Chamberlain takes reins for Unionville Fair

Replaces Shea who oversaw move to Willowdale, addition of Rodeo and more


Outgoing Unionville Fair President Jayne Shea hands off the gavel to new President Danielle Chamberlain, who will now lead the event. A Unionville staples since starting in 1924, the fair promises to be even bigger and better in the fall of 2014.

EAST MARLBOROUGH — From being at point of crisis, to again being a thriving community event, the Unionville Fair is saying farewell and “Thank You” to one leader and welcoming a new one.

The Unionville Community Fair has been moving up and moving ahead for the past seven years under the leadership of President, Jayne Shea. But Shea has decided to step aside and Danielle Chamberlain will take the reins to lead starting with 2014 and beyond.

The Fair was founded in 1924 by a teacher at Unionville High School as a farm show, and the Unionville Community Fair has seen its ups and downs over the years, finally facing a real crisis when it appeared to be losing its location: Unionville High School. At the start of Shea’s Presidency, in 2007, when facing a loss of its home because of the then-pending renovation project at Unionville High School, as well as dwindling volunteers and a divided community spirit, Shea was quoted in a local publication as saying she hoped the negative spirit would take a positive turn.

In 2008, Shea’s determination and positive encouragement led the movement, taking the fair to its new home on the Willowdale Steeple Chase property behind Landhope Farms,while rallying a throng of new volunteers with fresh ideas for entertainment, including the introduction of the Denim and Diamonds Dinner and Auction and most recently, the widely popular Willowdale Pro Rodeo.

But after making the Fair bigger and better than ever — just a few years after its very future was in doubt — Shea decided the time had come to hand things over to a new leader, but one who has played a key role in the resurgence of the event over the past few years.

Chamberlain, who has worked beside Shea for the past six years, said she feels ready to take up the challenge.  She says she comes with eyes wide open to the challenges ahead. Born and raised in Lancaster County, she attended the West Lampeter Fair and developed a strong love for agriculture and community.

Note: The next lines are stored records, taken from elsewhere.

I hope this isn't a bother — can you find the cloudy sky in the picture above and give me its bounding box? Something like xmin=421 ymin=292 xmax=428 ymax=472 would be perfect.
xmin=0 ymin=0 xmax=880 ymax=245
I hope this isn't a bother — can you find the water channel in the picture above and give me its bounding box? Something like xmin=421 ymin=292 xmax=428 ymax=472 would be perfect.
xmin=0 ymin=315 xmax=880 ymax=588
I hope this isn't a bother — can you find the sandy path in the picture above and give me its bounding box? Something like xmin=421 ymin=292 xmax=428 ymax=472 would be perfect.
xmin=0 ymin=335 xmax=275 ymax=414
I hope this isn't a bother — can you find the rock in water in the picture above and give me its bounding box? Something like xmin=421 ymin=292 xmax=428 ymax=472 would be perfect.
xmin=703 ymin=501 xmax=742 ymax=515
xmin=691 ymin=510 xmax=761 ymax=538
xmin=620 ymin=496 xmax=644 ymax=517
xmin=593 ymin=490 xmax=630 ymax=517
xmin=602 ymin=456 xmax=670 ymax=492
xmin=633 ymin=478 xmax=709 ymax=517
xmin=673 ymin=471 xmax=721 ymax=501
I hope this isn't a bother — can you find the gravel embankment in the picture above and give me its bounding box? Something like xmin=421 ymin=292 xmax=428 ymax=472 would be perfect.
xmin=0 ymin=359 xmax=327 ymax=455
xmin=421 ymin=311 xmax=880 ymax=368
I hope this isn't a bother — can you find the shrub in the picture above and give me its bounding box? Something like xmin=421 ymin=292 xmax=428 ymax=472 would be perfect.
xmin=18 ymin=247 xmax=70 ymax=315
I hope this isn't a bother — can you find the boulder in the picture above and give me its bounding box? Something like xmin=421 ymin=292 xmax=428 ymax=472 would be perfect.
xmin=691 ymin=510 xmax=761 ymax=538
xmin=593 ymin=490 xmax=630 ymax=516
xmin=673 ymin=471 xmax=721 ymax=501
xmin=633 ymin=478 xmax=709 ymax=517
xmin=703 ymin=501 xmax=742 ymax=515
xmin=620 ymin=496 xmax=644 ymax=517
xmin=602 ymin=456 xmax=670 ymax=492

Here, she’s directed youth handcrafts, been sponsorship chair and on the Unionville Community Fair’s Board of Directors for the past six years. She and her family have been entering their items in the fairs contests for many years, and hold the titles of the Family Award, the Youth Award and the Robert Struble Award.

Chamberlain says she has a lot of ideas but needs volunteers from the community to bring those ideas to fruition. She plans to concentrate on education by having an on-site mobile agriculture lab for class trips and to carry on the “green” theme by promoting recycling.

Chamberlain sees the fair as an “institution whose role is to teach our youth about the importance of agriculture and the vital role we play in understanding and protecting our local farms.”